Gwen Stefani Reflects On Harajuku Era: “My God, I’m Japanese”
One of the many pop stars who has been retroactively criticized for cultural appropriation is Gwen Stefani, who heavily incorporated Japanese culture into both her music and merch in the 2000s. During the promotional campaign for Stefani’s 2004 solo album Love. Angel. Music. Baby., she was often accompanied by Japanese backup dancers called the Harajuku Girls, and the tour supporting the album was called the Harajuku Lovers Tour. In 2008, she launched her Harajuku Lovers perfume line. In hindsight, the whole thing didn’t sit well with some observers, including a journalist with Allure who asked Stefani about it during a recent interview.
In a story about Stefani’s new GXVE Beauty line, Allure’s Jesa Marie Calaor explained that she’d felt seen by the Harajuku perfume as a Filipina American teen, citing it as a rare appearance of Asian culture in the American mainstream, but that as an adult she’d reexamined the product and been disturbed by a white woman leveraging Asian culture for profit.
Calaor concluded her interview by asking Stefani what she’d learned from the Harajuku Lovers backlash. Stefani responded by repeating a story she’s previously shared about how her father’s job at Yamaha exposed her to Japanese culture as a child. The story led up to Stefani, a self-described Italian American “mutt,” declaring, upon visiting Japan herself years later, “My God, I’m Japanese and I didn’t know it” — a phrasing that, regardless of your stance on how culture should be wielded, comes off quite clumsy in context.
Here’s the relevant excerpt from the story:
“That was my Japanese influence and that was a culture that was so rich with tradition, yet so futuristic [with] so much attention to art and detail and discipline and it was fascinating to me,” she said, explaining how her father (who is Italian American) would return with stories of street performers cosplaying as Elvis and stylish women with colorful hair. Then, as an adult, she was able to travel to Harajuku to see them herself. “I said, ‘My God, I’m Japanese and I didn’t know it.'” As those words seemed to hang in the air between us, she continued, “I am, you know.” She then explained that there is “innocence” to her relationship with Japanese culture, referring to herself as a “super fan.”

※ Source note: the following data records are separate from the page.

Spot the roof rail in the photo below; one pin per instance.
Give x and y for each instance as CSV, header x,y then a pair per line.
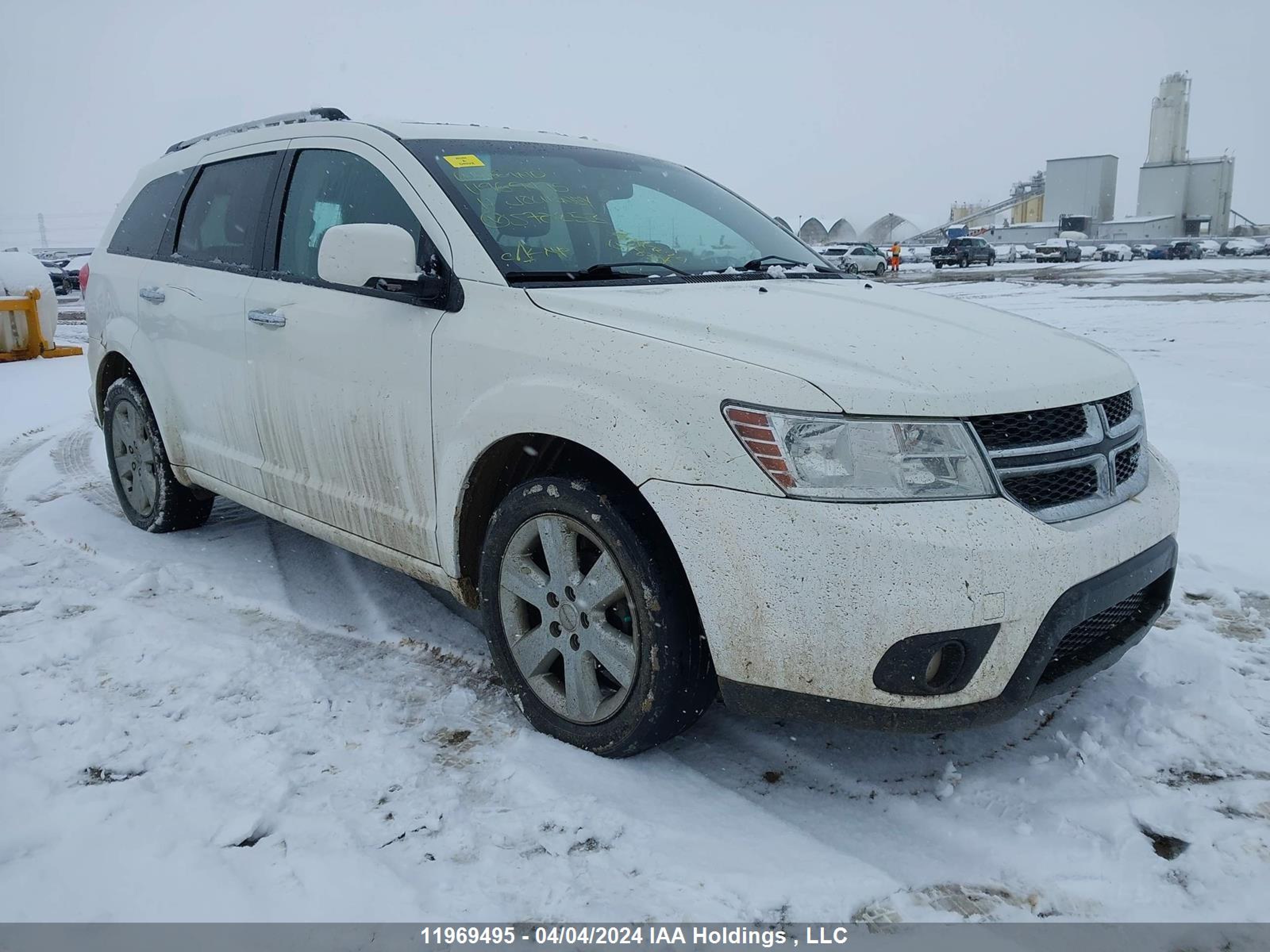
x,y
319,113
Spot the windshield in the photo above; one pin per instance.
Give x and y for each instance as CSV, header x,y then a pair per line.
x,y
545,210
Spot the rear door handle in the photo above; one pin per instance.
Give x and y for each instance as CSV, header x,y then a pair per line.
x,y
268,319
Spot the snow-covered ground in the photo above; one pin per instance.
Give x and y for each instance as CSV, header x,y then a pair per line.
x,y
242,723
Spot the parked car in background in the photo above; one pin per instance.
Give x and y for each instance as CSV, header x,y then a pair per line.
x,y
1241,248
1058,251
1185,249
835,255
888,508
964,252
863,258
60,278
73,270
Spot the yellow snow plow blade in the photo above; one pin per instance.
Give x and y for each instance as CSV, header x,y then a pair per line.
x,y
36,343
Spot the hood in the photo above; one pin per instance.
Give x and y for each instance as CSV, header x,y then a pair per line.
x,y
873,349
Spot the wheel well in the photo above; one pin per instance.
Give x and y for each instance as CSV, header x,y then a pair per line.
x,y
520,457
114,367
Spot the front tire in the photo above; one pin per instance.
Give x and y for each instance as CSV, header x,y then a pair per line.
x,y
149,493
591,622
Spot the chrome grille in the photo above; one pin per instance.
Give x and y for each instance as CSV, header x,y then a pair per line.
x,y
1068,461
1046,489
1118,409
1028,430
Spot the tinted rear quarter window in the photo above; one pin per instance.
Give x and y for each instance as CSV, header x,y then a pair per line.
x,y
141,229
223,215
332,188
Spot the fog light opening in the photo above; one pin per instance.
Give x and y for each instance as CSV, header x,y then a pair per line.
x,y
944,666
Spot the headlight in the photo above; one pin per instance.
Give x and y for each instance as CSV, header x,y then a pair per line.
x,y
824,456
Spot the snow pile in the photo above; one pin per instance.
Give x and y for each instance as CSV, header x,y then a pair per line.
x,y
19,273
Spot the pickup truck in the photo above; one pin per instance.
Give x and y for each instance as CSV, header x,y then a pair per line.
x,y
964,252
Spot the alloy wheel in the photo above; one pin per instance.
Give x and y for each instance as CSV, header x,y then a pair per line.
x,y
568,619
133,446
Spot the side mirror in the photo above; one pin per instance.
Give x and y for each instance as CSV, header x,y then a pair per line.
x,y
359,254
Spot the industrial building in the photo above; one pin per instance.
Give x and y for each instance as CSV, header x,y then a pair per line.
x,y
1178,196
1194,194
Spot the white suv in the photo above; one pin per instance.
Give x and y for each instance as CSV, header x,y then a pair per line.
x,y
662,446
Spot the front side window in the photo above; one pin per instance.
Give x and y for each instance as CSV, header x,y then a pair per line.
x,y
223,214
141,228
545,210
331,188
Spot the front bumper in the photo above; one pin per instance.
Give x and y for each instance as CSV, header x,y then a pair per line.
x,y
806,598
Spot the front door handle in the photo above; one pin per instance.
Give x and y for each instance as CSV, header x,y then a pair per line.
x,y
268,319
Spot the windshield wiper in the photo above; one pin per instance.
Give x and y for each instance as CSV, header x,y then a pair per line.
x,y
757,265
594,272
610,268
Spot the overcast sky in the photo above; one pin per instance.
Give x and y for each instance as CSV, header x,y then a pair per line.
x,y
807,108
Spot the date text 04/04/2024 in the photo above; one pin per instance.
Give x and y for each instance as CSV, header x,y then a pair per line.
x,y
633,936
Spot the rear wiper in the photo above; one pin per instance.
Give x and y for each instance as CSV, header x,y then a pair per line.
x,y
596,271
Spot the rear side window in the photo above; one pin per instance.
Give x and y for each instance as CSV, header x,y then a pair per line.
x,y
141,228
224,211
331,188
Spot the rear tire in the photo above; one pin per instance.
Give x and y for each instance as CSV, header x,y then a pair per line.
x,y
149,493
590,620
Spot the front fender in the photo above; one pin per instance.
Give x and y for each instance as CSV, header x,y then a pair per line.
x,y
648,407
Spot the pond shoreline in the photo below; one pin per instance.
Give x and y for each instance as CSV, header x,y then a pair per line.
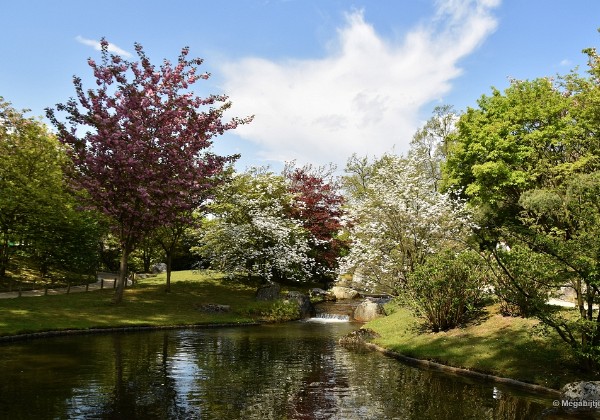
x,y
421,363
428,364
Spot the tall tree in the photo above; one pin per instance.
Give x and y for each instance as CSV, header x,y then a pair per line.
x,y
35,208
143,158
398,221
529,159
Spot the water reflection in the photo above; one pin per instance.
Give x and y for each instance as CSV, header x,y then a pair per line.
x,y
270,372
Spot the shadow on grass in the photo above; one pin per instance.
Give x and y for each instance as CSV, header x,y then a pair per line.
x,y
497,345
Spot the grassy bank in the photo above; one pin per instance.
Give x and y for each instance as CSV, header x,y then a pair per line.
x,y
146,304
509,347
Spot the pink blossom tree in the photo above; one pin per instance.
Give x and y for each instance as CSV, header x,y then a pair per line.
x,y
140,143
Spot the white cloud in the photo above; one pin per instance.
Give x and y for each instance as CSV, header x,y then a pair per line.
x,y
365,96
96,45
565,62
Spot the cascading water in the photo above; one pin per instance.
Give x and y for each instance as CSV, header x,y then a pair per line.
x,y
326,318
334,312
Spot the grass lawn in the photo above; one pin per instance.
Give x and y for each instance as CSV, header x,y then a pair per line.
x,y
509,347
146,304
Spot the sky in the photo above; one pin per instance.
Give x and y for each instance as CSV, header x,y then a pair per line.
x,y
323,78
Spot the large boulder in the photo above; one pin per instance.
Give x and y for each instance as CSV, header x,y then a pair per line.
x,y
368,310
343,292
358,337
325,295
305,307
268,291
159,268
580,396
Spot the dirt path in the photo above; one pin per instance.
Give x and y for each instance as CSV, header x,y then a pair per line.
x,y
106,284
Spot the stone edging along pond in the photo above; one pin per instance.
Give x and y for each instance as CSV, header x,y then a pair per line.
x,y
464,372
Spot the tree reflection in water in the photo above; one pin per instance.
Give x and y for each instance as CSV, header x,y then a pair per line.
x,y
293,370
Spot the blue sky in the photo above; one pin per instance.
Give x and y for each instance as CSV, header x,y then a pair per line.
x,y
324,78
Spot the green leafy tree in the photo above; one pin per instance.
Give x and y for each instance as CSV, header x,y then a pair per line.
x,y
447,289
398,221
36,209
528,159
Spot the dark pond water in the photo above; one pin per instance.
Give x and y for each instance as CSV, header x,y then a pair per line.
x,y
287,371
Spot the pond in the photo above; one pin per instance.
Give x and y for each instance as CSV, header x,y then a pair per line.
x,y
286,371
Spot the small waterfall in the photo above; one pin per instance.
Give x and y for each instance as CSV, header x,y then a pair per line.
x,y
324,317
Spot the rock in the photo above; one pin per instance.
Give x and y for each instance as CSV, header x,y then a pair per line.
x,y
268,291
306,309
358,337
323,294
213,308
159,268
368,310
343,292
580,396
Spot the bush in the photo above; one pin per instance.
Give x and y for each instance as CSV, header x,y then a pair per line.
x,y
523,286
447,289
275,311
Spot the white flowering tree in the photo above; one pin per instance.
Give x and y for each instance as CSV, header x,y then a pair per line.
x,y
398,220
250,230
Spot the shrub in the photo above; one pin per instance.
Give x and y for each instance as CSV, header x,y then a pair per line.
x,y
447,289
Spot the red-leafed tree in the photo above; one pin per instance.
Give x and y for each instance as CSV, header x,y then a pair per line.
x,y
140,143
318,205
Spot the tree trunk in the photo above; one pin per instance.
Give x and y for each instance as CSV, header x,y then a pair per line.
x,y
169,258
122,276
3,256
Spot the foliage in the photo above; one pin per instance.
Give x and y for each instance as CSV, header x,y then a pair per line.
x,y
318,205
523,280
447,289
398,221
251,231
509,347
38,215
278,310
529,159
139,143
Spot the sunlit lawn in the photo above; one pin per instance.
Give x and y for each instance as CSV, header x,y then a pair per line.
x,y
504,346
145,304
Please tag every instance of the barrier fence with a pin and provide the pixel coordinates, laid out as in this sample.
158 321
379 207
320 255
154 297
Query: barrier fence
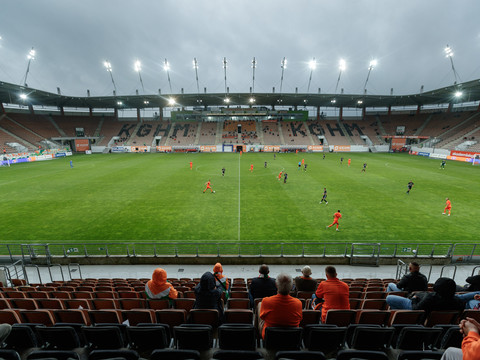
458 252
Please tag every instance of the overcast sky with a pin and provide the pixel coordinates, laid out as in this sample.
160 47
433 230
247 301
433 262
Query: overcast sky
72 39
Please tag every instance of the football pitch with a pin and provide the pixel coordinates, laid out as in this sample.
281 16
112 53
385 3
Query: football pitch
156 197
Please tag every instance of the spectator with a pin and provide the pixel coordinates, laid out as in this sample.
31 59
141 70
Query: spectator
470 350
207 295
280 310
262 286
158 287
305 282
442 298
415 281
335 293
221 280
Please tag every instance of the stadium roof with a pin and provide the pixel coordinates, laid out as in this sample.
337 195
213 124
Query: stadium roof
466 92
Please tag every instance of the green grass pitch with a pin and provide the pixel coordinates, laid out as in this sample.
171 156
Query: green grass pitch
151 197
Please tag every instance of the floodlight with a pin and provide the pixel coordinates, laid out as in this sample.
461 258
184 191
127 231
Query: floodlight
138 66
108 66
448 51
31 54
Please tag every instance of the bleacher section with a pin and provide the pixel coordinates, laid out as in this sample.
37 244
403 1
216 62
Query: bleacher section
84 316
182 134
208 133
271 133
295 133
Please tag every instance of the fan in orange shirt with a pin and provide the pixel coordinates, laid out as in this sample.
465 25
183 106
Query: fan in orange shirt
448 206
336 217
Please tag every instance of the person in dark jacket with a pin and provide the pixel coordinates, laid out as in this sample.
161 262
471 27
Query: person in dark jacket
262 286
442 298
415 281
207 295
305 282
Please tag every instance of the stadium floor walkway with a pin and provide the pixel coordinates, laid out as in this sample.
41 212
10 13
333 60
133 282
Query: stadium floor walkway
246 271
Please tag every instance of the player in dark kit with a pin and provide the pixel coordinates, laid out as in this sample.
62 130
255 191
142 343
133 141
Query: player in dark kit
324 197
410 185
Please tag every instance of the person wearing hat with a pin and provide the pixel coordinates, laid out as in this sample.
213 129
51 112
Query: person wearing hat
158 287
305 282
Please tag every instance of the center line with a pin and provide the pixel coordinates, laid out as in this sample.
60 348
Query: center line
239 198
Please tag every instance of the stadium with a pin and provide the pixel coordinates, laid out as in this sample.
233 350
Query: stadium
98 191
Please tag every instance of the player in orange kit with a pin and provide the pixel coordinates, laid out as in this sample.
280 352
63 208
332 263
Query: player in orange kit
208 187
448 206
336 217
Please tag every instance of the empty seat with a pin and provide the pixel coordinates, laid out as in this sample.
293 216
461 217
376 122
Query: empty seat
283 338
193 337
237 337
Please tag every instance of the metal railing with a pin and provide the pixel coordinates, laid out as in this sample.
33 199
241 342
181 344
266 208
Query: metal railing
42 253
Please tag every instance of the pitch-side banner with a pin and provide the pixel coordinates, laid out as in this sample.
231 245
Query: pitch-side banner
464 153
82 145
271 148
164 148
341 148
208 148
315 148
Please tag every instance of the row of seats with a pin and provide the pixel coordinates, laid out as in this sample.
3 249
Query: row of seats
146 338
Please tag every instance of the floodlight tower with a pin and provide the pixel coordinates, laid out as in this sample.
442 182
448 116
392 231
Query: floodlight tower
195 66
30 57
283 65
449 54
225 74
254 66
166 67
108 66
341 66
138 68
312 65
373 63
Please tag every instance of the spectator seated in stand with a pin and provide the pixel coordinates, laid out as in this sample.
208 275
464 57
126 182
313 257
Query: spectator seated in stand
335 294
262 286
159 288
305 282
414 281
281 310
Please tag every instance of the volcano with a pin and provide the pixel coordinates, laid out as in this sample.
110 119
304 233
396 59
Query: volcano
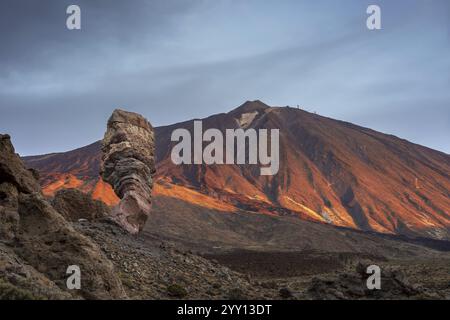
331 172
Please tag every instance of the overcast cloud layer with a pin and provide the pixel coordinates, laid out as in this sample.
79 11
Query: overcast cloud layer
177 60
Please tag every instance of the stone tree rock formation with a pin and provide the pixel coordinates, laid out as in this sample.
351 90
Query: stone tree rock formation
128 165
37 244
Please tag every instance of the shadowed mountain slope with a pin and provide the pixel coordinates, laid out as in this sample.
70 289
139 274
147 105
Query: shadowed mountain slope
330 172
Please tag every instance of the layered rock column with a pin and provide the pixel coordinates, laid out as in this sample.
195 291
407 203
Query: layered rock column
128 165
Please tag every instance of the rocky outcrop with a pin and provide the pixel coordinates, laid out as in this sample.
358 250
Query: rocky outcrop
74 205
128 164
37 244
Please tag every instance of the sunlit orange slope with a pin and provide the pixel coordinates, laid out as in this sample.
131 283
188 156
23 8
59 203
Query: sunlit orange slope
330 171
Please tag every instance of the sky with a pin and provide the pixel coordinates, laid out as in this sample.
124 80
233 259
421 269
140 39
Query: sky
175 60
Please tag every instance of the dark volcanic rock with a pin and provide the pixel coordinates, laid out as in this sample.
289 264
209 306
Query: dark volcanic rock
37 244
74 205
13 171
128 165
394 285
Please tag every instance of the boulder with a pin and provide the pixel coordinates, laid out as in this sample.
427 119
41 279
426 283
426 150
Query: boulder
74 205
40 244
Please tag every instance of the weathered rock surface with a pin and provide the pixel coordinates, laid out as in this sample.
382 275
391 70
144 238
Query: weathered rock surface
128 164
37 244
74 205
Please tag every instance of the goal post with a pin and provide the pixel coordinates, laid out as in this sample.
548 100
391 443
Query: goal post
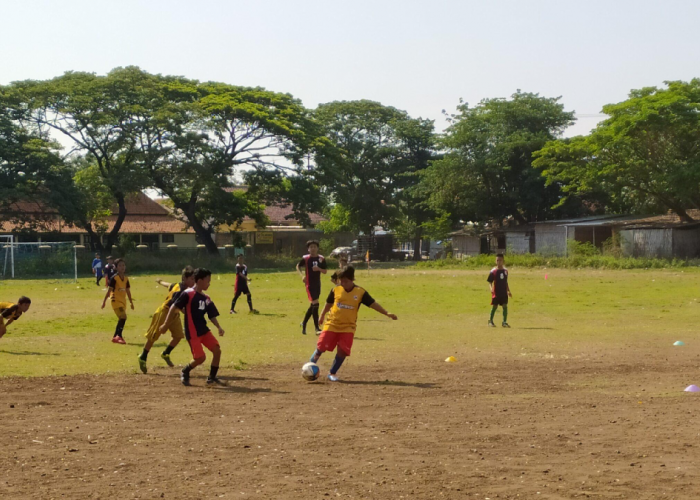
39 260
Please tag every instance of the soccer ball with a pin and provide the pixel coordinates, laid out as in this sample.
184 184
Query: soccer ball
310 371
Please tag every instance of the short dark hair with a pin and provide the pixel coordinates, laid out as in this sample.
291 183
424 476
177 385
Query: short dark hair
187 272
201 273
348 272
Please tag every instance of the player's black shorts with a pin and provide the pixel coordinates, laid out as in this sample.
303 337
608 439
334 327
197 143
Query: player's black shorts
314 291
499 301
242 288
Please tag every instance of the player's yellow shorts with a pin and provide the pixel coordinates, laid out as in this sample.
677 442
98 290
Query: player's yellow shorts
175 325
119 310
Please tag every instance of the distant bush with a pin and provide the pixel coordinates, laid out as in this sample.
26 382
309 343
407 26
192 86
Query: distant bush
596 261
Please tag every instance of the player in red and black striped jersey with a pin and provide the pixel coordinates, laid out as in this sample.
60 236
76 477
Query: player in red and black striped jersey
197 306
241 286
314 265
500 291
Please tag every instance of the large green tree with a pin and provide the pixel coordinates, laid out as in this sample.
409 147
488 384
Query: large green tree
486 173
644 157
371 160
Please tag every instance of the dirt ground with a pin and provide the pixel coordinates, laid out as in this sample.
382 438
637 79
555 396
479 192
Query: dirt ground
600 425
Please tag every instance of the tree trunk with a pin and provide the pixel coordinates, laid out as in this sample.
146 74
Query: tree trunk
114 233
416 244
199 229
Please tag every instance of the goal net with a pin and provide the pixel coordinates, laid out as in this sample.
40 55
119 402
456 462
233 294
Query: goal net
44 260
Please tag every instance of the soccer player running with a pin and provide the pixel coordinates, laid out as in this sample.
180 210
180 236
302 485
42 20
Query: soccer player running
314 265
110 270
11 312
196 304
175 326
241 286
500 291
118 290
340 324
97 268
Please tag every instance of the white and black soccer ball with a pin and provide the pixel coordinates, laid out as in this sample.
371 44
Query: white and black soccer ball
310 371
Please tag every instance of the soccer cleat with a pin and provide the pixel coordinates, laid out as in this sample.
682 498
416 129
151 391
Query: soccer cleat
166 358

“If [people are] going to criticize me for being a fan of something beautiful and sharing that, then I just think that doesn’t feel right,” she told me. “I think it was a beautiful time of creativity… a time of the ping-pong match between Harajuku culture and American culture.” She elaborated further: “[It] should be okay to be inspired by other cultures because if we’re not allowed then that’s dividing people, right?”